The even bigger challenge is that hiring experts in any domain requires domain knowledge, but hiring has been shifted to HR. They aren't experts in anything, and for some years they made do with formulaic approaches, but that doesn't cut it anymore. So now if your group wants to get it done, and done well, you have to get involved yourself, and it's a lot of work on top of your regular tasks. Maybe more work because HR is deeply involved.
I saw this at the big corporate (not faang/tech) place I work at. Engineers run and score interviews, but we don't make the final decision. That goes to HR and the hiring manager who usually has no technically background.
HR are experts in HR, which is to say they have a broader view of the institutional needs and legal requirements of hiring staffing than you do. It's always annoying when that clashes with your vision, but dismissing their entire domain is unlikely to help you avoid running into that dynamic again and again
> hiring has been shifted to HR
Not everywhere. At my company, HR owns the process but we -- the hiring tech team -- own the content of interviews and the outcomes.

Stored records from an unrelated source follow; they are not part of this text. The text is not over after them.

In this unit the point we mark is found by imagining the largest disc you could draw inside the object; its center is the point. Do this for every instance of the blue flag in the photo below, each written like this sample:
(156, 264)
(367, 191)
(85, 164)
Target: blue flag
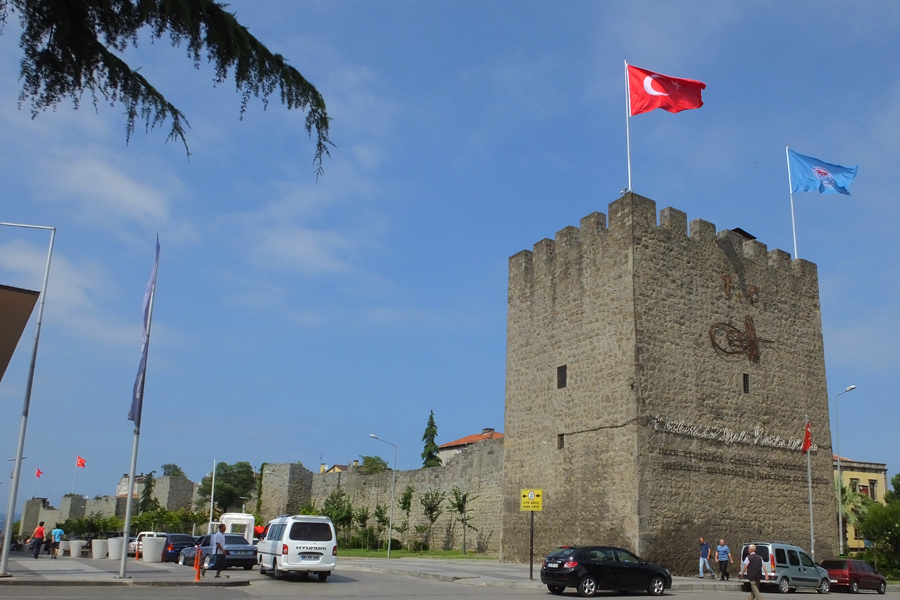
(808, 174)
(137, 399)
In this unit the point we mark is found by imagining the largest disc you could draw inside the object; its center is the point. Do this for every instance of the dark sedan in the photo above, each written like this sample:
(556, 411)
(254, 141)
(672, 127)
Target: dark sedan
(854, 575)
(590, 569)
(175, 543)
(240, 552)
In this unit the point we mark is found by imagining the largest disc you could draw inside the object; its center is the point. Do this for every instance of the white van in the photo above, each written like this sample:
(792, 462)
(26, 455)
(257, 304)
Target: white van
(300, 544)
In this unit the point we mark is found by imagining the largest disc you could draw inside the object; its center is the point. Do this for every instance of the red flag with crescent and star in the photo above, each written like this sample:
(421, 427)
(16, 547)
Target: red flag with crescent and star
(807, 440)
(648, 91)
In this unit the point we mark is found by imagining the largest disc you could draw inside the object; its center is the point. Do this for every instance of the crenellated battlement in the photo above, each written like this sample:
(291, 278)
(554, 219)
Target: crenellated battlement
(633, 218)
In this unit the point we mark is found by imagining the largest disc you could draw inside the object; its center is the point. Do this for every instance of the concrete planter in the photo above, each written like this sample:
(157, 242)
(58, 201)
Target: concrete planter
(99, 548)
(115, 548)
(151, 549)
(75, 547)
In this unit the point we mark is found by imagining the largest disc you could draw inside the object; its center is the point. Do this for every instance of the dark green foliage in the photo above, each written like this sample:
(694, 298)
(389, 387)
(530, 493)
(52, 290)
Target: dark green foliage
(72, 47)
(232, 483)
(430, 457)
(173, 470)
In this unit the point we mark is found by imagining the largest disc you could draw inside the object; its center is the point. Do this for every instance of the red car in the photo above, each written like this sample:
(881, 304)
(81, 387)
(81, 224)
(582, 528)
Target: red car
(854, 575)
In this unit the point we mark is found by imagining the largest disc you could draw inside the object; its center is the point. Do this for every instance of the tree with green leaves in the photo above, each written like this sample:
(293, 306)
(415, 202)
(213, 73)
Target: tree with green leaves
(431, 502)
(233, 482)
(372, 465)
(173, 470)
(430, 456)
(459, 503)
(73, 48)
(404, 503)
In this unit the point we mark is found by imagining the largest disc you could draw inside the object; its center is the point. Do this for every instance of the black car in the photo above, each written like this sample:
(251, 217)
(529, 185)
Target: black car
(590, 569)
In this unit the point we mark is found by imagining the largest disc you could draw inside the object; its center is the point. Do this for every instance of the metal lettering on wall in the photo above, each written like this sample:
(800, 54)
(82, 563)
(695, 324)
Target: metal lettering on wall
(758, 436)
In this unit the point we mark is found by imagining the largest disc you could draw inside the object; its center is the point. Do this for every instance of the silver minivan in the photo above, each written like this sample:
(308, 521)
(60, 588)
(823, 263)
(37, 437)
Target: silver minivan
(301, 544)
(789, 567)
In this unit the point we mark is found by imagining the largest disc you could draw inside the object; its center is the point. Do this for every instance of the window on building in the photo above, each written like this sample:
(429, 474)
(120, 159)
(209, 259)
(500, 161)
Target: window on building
(561, 377)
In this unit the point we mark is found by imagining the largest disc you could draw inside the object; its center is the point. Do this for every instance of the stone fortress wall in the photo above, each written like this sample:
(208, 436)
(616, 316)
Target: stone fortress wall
(691, 360)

I've never seen hiring completely in the domain of HR. HR filters incoming candidates and checks for culture fit etc, but technical competency is checked by engineers/ML folks. I can't imagine an HR person checking if someone understands neural networks.
>hiring has been shifted to HR
Well, unless you know sufficiently senior people. But I suspect that is a deeply unsatisfactory answer to many people in this forum.
My long term last, only technically-adjacent, job came through a combination of knowing execs, having gone to the same school as my ultimate manager, and knowing various other people involved. (And having a portfolio of public work.)